Выходя за рамки чисто военной сферы, Гинденбург (и Гренер) также призывал к созыву Национального собрания уже в декабре. Гренер ранее уже пытался добиться отзыва депутатов рейхстага в надежде, что его буржуазные элементы могут быть мобилизованы на сдерживание распространения влияния социалистов. Он потерпел неудачу, но теперь надеялся повернуть социалистическую волну вспять с помощью Национального собрания. Письмо Гинденбурга заканчивалось в том же снисходительном тоне, в каком и начиналось:
«<Судьба немецкого народа в ваших руках. От вашего решения зависит, вернет ли Германия себе былое величие. Я готов, а вместе со мной и вся армия, оказать вам неограниченную помощь. Мы все знаем, что после прискорбного окончания войны рейх должен быть построен на новом фундаменте и в новых формах. Мы стремимся не позволить задержать возрождение государства на поколение или даже больше, что непременно произойдет, если разрешить слепоте и глупости уничтожить все основы нашей социальной и экономической жизни.
Я знаю, что радикалы нападают на меня, голословно утверждая, что я вмешиваюсь в политику. Но я сердцем чувствую, что должен поднять в разговоре с вами эти вопросы. Желаю вам силы и уверенности в дальнейших действиях».
Ответ Эберта был весьма уклончив, когда же Гренер пригрозил, что будет действовать по своему усмотрению, было получено разрешение на ввод войск в столицу при полном вооружении. Однако сразу же возникли трудности. Через несколько дней после входа войск в Берлин там собрался Первый национальный съезд рабочих и солдатских советов. Основная часть делегатов принадлежала к умеренным социалистам большинства, независимые социалисты контролировали не более двадцати процентов голосов, а спартаковцев представляла лишь жалкая кучка делегатов.
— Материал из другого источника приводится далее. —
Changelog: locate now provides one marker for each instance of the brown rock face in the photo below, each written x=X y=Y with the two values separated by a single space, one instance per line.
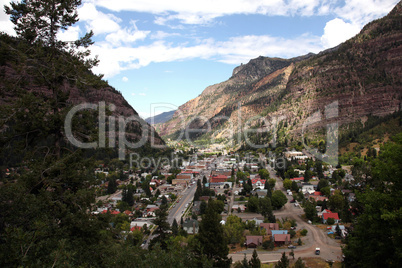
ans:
x=363 y=76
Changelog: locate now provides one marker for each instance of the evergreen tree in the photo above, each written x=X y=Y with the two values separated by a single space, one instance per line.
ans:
x=299 y=263
x=283 y=262
x=255 y=261
x=162 y=228
x=175 y=228
x=375 y=240
x=244 y=262
x=212 y=238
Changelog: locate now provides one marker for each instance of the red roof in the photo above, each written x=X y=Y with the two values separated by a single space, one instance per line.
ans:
x=218 y=178
x=135 y=228
x=282 y=237
x=334 y=216
x=298 y=179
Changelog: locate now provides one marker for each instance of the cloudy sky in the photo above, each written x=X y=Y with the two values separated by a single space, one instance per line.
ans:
x=162 y=53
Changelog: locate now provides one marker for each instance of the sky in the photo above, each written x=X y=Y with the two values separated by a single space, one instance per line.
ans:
x=162 y=53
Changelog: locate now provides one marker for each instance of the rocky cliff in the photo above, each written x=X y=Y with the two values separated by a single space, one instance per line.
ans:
x=39 y=87
x=362 y=77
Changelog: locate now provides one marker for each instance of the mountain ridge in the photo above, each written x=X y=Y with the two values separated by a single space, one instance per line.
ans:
x=362 y=75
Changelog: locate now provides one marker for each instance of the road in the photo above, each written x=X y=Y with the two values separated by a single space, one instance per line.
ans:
x=330 y=249
x=185 y=198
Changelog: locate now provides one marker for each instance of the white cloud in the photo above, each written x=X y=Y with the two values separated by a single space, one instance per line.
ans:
x=97 y=21
x=71 y=34
x=235 y=50
x=337 y=31
x=203 y=11
x=360 y=12
x=126 y=36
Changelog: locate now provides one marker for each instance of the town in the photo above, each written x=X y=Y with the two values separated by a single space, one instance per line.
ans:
x=302 y=211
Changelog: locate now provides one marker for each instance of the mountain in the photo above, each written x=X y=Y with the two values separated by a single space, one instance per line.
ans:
x=40 y=87
x=361 y=78
x=160 y=118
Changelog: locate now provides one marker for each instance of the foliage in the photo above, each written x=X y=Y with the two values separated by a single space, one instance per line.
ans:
x=303 y=232
x=211 y=236
x=278 y=199
x=234 y=229
x=375 y=239
x=255 y=261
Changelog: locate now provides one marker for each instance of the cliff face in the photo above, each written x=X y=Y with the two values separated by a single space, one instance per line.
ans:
x=38 y=88
x=362 y=75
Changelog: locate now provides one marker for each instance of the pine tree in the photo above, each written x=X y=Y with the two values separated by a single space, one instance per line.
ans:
x=40 y=20
x=162 y=228
x=175 y=227
x=255 y=261
x=299 y=263
x=283 y=262
x=212 y=238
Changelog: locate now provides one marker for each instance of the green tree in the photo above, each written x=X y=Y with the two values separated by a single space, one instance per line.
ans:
x=310 y=210
x=283 y=262
x=175 y=228
x=299 y=263
x=255 y=261
x=253 y=204
x=278 y=199
x=264 y=174
x=266 y=207
x=212 y=239
x=162 y=228
x=40 y=20
x=375 y=240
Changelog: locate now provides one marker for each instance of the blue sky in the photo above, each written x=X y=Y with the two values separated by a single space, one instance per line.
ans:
x=161 y=53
Не обошлось без бурных выступлений, но большинство делегатов, желая восстановить нормальные условия существования и законность, приняли решение провести выборы в Национальное Учредительное собрание в течение месяца. Избранный центральный совет был уполномочен осуществлять надзор за политикой правительства, не вмешиваясь при этом в ее осуществление.
Съезд проявил умеренность в политических вопросах, зато оппозиция взяла свое, когда дело дошло до вопросов военных. Прорвалась застарелая ненависть солдат к офицерскому корпусу, ожила горькая память об оскорблениях, унижениях, плохом обращении. Оппоненты в политических вопросах оказались едиными в общем недоверии к касте военных. Ораторы один за другим выражали свое недовольство сотрудничеством правительства с Верховным командованием. Это было отражением небезосновательного опасения того, что такое сотрудничество приведет к подавлению нового демократического государства силами военных. Съезд принял резолюцию, призывающую сместить Верховное командование. После этого была принята программа, состоявшая из восьми пунктов, направленная на охрану завоеваний новой республики. Правительство, оставаясь под надзором центрального совета, должно было взять на себя командование армией и военно – морским флотом; авторитет солдатских советов должны были признать все без исключения офицеры и солдаты, «чтобы обеспечить достижение целей социалистической революции». Упразднялись все знаки различия; солдатам, не занятым исполнением служебных обязанностей, запрещалось носить оружие. В заключение указывалось, что армию следует как можно быстрее заменить народной милицией. Эберт, оставшийся в очевидном меньшинстве, беспомощно наблюдал, как депутаты разрушают его ценное соглашение с Гренером.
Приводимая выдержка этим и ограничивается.